Lo que peor llevaba era la hora del desayuno. Todos salían en grupitos sin mirarme siquiera y a ninguno le venía bien en ningún momento sustituirme en la recepción, un gesto que me negaba el descanso y el café preceptivo fuera de la oficina que ellos sí disfrutaban.
Pero necesitaba el trabajo. Cuando me echaron de la empresa de productos químicos no me quedó más remedio que volver a casa de mis padres y echaba de menos la independencia. El aburrimiento, el aislamiento y todos los peores «mientos» imaginables eran la llave del piso de alquiler que el paro me había robado y que ahora podría recuperar. Si la satisfacción compensa el sacrificio es que merece la pena, como dice mi madre cada vez que se pone tacones y acaba con los pies hechos polvo. De modo que tendría que acostumbrarme y hacer algo con las horas aparte de contarlas. Empecé a jugar a palabras encadenadas, a rememorar canciones o a cambiarles la letra, a imaginar historias truculentas acaecidas en el cuarto de la fotocopiadora, asesinatos, desapariciones, lios amorosos y la existencia de un príncipe azul camuflado en uno de esos cavernarios horribles que me ignoraban.

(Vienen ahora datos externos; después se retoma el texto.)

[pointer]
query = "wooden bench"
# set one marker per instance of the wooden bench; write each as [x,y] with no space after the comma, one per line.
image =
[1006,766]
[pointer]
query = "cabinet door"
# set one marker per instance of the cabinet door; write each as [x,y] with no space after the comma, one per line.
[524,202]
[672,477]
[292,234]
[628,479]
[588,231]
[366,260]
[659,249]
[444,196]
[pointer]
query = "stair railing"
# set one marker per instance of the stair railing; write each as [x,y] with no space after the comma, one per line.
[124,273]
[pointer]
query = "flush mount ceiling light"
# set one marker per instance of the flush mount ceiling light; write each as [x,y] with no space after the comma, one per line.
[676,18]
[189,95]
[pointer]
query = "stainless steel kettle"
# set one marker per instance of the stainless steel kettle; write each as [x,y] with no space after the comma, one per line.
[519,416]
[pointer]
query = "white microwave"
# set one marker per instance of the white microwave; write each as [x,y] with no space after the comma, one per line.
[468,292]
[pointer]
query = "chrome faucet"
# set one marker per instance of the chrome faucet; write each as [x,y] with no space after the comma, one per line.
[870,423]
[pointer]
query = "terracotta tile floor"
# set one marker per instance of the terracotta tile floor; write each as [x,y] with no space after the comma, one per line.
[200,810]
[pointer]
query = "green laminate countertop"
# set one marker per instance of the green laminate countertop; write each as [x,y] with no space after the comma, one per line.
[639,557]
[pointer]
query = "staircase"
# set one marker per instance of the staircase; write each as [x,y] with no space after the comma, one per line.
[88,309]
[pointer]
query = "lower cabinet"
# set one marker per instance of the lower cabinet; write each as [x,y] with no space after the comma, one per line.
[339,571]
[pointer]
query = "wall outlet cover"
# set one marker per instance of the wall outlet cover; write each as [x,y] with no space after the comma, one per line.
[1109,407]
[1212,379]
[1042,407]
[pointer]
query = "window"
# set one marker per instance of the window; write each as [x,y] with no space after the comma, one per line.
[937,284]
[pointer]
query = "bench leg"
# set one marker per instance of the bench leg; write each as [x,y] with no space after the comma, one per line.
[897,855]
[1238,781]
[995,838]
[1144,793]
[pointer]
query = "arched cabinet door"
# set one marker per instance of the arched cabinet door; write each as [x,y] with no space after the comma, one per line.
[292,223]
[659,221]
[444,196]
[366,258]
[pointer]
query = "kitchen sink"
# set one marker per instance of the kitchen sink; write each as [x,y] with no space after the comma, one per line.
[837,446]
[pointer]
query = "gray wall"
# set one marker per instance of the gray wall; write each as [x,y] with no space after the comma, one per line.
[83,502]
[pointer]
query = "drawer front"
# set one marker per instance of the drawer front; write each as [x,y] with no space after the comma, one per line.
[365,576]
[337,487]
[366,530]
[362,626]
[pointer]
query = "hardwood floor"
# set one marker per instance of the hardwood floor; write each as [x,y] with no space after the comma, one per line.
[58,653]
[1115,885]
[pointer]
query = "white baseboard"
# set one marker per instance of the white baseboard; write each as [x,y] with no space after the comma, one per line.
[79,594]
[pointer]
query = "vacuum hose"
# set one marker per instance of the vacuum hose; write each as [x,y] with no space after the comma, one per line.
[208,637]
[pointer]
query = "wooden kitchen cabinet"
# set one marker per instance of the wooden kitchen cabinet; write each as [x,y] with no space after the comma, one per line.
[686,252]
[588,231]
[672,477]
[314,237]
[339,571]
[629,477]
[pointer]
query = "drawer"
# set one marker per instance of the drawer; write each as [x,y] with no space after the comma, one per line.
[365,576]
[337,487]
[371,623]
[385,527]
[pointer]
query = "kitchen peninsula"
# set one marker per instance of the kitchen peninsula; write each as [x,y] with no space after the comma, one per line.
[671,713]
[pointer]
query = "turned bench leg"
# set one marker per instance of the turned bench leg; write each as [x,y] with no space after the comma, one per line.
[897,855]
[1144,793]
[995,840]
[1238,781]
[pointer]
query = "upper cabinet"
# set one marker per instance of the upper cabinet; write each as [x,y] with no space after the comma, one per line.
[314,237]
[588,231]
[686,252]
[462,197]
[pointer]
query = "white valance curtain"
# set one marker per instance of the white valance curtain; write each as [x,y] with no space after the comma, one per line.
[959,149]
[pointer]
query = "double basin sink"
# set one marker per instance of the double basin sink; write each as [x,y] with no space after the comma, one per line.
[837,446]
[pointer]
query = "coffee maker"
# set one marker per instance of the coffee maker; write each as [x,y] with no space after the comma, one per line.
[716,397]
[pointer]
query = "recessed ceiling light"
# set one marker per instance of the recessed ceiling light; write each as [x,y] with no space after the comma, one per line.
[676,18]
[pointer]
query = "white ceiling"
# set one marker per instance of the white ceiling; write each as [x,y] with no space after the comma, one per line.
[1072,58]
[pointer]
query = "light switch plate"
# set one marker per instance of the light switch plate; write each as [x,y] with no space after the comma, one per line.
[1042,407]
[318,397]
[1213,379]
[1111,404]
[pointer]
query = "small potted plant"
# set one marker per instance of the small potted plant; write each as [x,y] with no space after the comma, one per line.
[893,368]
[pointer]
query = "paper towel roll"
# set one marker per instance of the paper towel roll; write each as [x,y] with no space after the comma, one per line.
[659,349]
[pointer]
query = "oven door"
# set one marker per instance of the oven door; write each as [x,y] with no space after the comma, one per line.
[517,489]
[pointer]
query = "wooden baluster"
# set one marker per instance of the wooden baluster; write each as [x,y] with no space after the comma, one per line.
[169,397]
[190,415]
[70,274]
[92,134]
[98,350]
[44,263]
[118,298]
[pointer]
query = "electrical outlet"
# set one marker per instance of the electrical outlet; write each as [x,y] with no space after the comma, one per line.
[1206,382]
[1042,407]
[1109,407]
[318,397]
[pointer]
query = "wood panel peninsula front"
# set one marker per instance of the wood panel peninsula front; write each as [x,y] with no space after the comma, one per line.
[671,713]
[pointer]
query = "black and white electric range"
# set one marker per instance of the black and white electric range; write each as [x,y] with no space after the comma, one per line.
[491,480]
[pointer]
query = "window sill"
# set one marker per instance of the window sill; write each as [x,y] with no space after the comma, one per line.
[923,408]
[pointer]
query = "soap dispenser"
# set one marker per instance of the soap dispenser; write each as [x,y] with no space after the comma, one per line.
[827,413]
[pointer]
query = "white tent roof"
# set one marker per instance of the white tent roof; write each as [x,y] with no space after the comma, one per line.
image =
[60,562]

Una mañana mirando fijamente a Sáez, un hombre feo donde los haya, el más horrible entre el montón de horribles que componían la plantilla, comprendí que el príncipe había elegido su cara y decidí enamorarme de él.
Me pasé horas cambiandole mentalmente todas las atrocidades con las que la naturaleza le había dotado por los rasgos más bonitos de actores, cantantes y presentadores de televisión.

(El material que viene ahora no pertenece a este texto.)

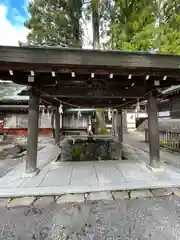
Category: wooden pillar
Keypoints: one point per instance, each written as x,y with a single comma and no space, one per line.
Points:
32,140
119,131
153,132
113,123
57,128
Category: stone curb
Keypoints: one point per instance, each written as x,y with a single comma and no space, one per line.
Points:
88,197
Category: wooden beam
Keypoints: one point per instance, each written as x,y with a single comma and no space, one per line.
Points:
79,57
89,93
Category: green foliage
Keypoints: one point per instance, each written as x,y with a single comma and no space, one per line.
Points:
138,25
141,25
55,23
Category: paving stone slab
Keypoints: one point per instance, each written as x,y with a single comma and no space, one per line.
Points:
162,192
44,201
21,202
70,198
94,196
4,202
176,191
120,195
140,194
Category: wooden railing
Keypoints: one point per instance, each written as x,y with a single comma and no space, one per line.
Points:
168,139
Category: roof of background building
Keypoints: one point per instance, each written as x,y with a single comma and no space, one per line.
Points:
10,91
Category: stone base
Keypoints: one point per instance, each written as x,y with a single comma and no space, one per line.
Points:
155,169
31,175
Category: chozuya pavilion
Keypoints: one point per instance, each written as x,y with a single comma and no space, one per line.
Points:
89,78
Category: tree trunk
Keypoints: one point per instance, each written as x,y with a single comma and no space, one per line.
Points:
95,23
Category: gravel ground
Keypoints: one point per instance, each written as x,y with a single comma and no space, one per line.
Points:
138,219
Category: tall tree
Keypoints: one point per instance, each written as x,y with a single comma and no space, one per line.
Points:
168,40
143,25
133,26
55,22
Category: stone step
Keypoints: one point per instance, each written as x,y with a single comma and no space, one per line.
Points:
93,196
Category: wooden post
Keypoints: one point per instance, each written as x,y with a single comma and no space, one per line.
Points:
57,128
153,133
113,123
119,131
32,141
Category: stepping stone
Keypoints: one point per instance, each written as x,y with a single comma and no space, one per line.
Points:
68,198
43,201
120,195
4,202
21,202
162,192
140,194
95,196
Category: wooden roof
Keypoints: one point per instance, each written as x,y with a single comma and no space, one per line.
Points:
89,78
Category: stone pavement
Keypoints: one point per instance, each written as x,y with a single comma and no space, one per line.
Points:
137,219
137,140
58,178
84,177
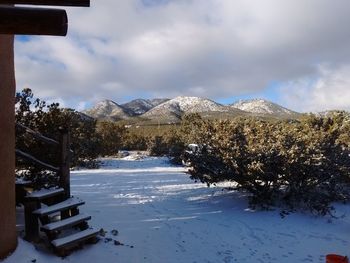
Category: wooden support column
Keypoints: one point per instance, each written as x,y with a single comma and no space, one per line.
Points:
8,235
64,172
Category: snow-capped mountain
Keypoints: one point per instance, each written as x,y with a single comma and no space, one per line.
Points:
109,110
182,104
140,106
167,111
261,106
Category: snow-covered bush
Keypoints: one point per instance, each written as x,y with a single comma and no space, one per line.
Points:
299,164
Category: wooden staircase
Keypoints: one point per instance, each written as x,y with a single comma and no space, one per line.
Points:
60,220
53,212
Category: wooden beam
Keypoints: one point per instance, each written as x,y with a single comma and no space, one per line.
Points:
37,135
31,158
33,21
85,3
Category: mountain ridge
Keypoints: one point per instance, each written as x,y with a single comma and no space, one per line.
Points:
171,110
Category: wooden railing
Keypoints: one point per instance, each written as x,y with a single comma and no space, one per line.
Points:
64,152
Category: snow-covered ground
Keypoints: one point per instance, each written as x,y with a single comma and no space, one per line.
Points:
162,216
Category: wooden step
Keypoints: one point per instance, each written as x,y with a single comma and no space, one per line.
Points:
74,239
65,205
68,222
44,194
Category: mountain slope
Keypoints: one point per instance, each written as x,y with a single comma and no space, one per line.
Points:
140,106
180,105
261,106
108,110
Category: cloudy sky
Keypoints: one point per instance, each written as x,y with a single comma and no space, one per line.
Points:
293,52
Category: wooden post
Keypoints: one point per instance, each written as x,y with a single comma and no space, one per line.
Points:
64,172
32,222
8,235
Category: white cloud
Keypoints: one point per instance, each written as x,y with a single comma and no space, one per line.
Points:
212,48
331,90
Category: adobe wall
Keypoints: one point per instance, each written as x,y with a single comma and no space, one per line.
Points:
8,235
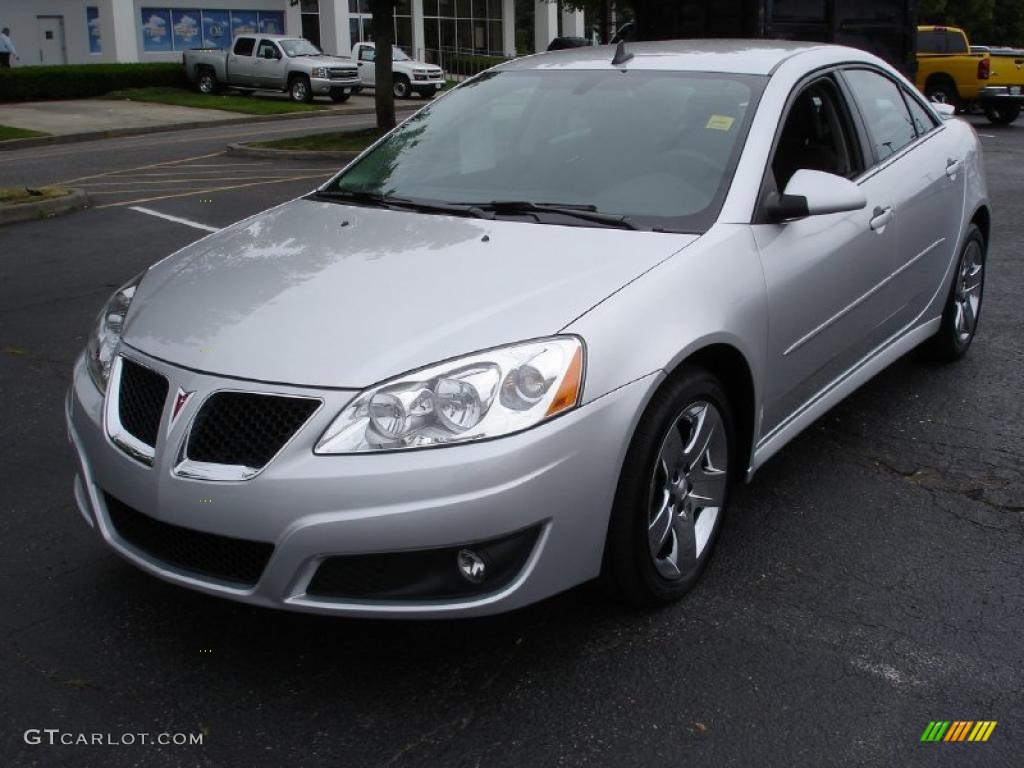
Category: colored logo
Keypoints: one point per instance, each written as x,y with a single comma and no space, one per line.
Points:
958,730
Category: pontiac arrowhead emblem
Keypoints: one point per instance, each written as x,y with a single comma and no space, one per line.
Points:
180,399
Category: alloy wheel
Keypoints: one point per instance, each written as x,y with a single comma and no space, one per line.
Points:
687,489
969,286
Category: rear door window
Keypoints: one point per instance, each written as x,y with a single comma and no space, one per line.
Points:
244,46
889,123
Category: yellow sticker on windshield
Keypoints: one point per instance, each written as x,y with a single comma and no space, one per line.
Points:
720,123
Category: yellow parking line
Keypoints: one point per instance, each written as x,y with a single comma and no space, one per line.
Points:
140,168
205,192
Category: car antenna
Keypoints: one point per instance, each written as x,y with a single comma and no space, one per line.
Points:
622,55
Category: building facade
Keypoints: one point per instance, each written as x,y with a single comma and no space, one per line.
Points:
53,32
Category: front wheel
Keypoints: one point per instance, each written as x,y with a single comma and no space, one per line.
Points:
1000,115
400,87
960,317
673,492
300,90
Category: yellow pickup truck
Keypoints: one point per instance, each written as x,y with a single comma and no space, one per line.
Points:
947,71
951,71
1003,97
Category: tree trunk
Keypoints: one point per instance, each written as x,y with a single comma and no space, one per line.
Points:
383,28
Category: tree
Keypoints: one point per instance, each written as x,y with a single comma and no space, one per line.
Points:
383,29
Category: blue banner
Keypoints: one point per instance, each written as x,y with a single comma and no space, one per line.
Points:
216,29
92,24
156,30
186,25
244,23
271,22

A partir de entonces levantarme para ir a la oficina dejó de ser un suplicio. Vivía esperando el momento en el que el nuevo Sáez llegara a mi mesa, la barriera de obstáculos y entre los dos rompiéramos a golpe de jadeos la magnífica atmósfera que tanto me agobiaba.

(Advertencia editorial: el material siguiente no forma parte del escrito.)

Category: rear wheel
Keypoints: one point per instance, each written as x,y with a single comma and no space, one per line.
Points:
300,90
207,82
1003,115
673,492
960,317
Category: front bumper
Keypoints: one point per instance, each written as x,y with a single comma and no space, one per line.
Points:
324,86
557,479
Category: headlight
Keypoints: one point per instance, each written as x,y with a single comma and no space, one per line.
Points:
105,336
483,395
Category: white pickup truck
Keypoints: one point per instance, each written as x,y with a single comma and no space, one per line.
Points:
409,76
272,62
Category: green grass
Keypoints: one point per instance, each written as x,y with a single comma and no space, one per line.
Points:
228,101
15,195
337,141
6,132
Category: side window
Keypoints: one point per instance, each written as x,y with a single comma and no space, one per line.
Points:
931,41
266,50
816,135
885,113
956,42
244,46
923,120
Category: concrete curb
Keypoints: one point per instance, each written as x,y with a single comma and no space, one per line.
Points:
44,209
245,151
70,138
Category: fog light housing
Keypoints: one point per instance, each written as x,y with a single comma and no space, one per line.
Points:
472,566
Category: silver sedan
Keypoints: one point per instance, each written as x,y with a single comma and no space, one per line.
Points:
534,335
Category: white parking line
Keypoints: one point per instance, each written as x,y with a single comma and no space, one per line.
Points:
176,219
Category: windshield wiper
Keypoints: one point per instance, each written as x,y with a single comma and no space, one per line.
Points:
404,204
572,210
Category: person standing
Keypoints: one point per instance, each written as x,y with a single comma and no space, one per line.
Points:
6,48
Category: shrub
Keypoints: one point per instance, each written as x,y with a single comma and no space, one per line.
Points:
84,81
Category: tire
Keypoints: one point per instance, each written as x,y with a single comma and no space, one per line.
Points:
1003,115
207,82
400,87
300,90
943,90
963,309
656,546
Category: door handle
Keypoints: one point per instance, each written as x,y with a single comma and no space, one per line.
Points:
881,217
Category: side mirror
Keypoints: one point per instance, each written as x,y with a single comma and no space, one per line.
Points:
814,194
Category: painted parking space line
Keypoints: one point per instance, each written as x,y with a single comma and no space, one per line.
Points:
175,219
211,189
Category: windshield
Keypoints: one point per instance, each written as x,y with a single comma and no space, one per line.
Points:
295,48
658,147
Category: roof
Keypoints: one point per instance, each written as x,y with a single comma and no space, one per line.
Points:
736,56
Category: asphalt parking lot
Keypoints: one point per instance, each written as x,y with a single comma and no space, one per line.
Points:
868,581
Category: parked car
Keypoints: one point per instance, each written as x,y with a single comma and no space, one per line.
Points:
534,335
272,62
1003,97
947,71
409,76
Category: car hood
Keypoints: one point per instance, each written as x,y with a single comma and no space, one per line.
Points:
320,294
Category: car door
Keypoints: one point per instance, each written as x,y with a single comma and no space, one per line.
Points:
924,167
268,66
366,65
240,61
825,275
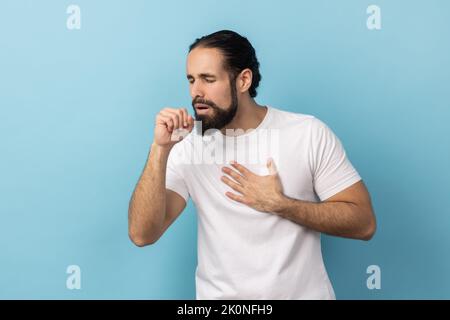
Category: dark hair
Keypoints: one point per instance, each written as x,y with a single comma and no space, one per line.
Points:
238,54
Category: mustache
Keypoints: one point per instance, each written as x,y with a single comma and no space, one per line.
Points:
203,101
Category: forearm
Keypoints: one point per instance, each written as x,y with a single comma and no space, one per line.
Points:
148,204
342,219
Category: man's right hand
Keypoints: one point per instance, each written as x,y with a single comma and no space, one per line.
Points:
168,120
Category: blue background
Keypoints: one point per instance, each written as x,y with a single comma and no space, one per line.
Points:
77,109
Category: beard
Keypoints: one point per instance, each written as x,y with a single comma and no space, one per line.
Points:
218,117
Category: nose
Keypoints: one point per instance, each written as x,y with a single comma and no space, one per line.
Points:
197,90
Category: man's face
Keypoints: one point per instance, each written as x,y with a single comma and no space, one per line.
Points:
213,93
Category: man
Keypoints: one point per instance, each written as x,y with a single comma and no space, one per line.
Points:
259,223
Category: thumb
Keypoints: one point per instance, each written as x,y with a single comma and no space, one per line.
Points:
271,166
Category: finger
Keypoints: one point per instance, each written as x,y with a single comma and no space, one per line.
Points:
175,117
271,166
243,170
236,176
185,117
235,197
235,186
167,121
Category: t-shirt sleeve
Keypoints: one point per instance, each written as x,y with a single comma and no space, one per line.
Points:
174,173
331,169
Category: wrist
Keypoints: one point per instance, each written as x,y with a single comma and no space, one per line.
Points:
281,204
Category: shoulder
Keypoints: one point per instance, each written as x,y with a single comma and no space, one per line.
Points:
287,119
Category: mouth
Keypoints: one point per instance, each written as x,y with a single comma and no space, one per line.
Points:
201,108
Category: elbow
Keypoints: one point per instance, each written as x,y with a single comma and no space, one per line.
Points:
141,241
369,230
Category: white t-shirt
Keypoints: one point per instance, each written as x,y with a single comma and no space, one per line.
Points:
248,254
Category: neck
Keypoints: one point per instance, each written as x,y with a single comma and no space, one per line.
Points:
248,116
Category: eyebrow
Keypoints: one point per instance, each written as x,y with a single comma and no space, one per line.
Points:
201,75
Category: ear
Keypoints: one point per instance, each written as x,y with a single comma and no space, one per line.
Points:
244,80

Así fue pasando el tiempo hasta que un día descubrí sentado en la mesa de Sáez al chico que yo había construido de retales, intramuros de mi cabeza. Fui al baño, me lavé la cara, saqué un par de cafés de la máquina y me los tomé de un trago. Volví a mi sitio y el nuevo Sáez no solo me saludó sino que se interesó por lo que hacia, como me llamaba, cuanto tiempo llevaba trabajando allí y otras preguntas que la emoción del momento dispersaron sin llegar a asimilarlas. A las once se acercó a mi mesa. -¿Te apetece desayunar conmigo-, preguntó. Le contesté que sí e intenté sin éxito volver a Sáez a su apariencia natural mientras Sahagún se ofrecía a responder las llamadas que surgieran, algo que no me sorprendio en absoluto, puesto que Sáez y Sahagún eran uña y carne.
De la oficina a la cafetería continué en el empeño de invertir el proceso de transformación al que meses antes había sometido a Sáez. Un esfuerzo en vano, pues tenía tan grabada la imagen ficticia que no lo logré, así que a la vuelta del desayuno, convencida de que me había vuelto loca, decidí marcharme de la empresa. Salir de la casa de mis padres no compensaba un trastorno psicótico.
Tan resuelta estaba a hacerlo que casi no aprecié la pregunta que Sáez le hizo a Sanchidrián: -¿Sabes dónde puedo conseguir una silla regulable? Mi padre es tan bajito… ¿Quién es el responsable del mobiliario de la oficina?
No daba crédito. Sáez no era el Sáez de todos los días. La silla de Sáez la había ocupado su sucesor.